El día de mi funeral quiero el salón lleno de hojas de palma multicolores, decoradas como si fuera un domingo de ramos, quiero toritos pintos corriendo por los alrededores, quiero a los invitados disfrutando como si fuera día de fiesta. Quiero que el día que yo parta de este mundo la gente recuerde que nunca me gustaron los protocolos ni los convencionalismos.
No me gustaría tener gente sería que hable de lo serio que yo pude ser en vida.

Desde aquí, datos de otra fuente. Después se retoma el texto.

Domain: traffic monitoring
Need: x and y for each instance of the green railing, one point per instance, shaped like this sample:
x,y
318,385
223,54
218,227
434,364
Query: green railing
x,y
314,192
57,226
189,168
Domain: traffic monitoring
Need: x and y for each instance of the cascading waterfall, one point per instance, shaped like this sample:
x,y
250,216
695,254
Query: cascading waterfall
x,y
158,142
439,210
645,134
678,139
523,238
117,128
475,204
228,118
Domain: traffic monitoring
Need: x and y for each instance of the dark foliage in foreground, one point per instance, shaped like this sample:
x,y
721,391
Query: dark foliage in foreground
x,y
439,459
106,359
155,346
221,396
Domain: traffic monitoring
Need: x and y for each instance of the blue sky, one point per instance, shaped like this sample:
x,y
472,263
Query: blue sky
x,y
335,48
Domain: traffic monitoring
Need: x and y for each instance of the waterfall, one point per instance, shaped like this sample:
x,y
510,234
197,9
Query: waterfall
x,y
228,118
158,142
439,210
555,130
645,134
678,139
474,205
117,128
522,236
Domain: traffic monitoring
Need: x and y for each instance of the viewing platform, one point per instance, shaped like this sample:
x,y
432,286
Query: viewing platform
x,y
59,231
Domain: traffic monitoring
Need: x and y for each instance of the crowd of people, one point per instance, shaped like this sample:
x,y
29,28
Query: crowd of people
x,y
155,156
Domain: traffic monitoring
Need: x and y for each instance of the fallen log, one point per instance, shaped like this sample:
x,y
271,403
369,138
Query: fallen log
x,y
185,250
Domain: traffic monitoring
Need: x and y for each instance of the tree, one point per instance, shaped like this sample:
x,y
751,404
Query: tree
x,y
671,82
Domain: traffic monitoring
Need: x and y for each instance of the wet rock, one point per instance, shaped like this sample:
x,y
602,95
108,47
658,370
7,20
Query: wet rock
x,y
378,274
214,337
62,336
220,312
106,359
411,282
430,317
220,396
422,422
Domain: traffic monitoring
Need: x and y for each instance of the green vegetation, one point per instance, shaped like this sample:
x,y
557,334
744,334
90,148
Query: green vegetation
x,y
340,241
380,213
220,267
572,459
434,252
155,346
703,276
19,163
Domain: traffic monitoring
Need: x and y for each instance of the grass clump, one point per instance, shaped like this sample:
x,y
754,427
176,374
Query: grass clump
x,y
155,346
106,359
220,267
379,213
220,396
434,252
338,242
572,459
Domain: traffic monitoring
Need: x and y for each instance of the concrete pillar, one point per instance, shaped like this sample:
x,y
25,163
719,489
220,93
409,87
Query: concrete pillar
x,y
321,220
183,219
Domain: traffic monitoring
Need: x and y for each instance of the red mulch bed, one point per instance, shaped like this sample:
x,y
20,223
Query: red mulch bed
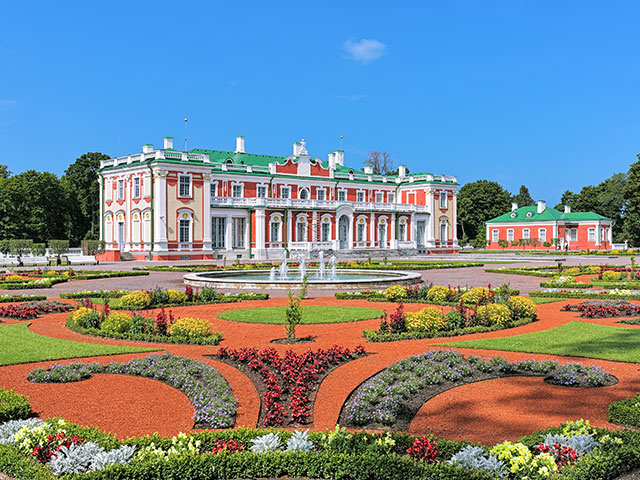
x,y
486,411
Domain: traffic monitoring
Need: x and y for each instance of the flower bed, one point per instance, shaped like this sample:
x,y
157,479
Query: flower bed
x,y
603,309
163,328
21,298
582,453
208,391
27,311
432,322
291,380
392,397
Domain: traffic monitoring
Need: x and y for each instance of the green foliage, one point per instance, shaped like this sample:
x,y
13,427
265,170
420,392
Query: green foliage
x,y
13,406
626,412
478,202
293,312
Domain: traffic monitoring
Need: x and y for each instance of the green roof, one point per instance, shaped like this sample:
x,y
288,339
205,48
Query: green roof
x,y
530,214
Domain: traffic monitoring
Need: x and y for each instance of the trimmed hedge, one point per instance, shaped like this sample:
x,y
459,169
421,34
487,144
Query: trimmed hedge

Los quiero con vestidos de muchos colores, alegres y dichosos de estar juntos y que el último día que vean mi cuerpo lo recuerden con gozo y regocijo.
Mi objetivo final es que mi muerte no pase desapercibida para esta gris y rutinaria sociedad. Quiero que sea una muestra de lo mucho que me costó adaptarme a ella, y que les recuerde que nunca me gustó seguir sus reglas. No me importa si me llaman loco, total, ya no estaré en este mundo para escucharlos. Quizás me lo reprochen en un par de oraciones, no importa, vivo en una sociedad sin memoria histórica y a la vuelta de un par de días olvidaran lo sucedido. Pero yo me iría con la felicidad de haber hecho algo diferente y "anormal" en una ciudad tan "normal".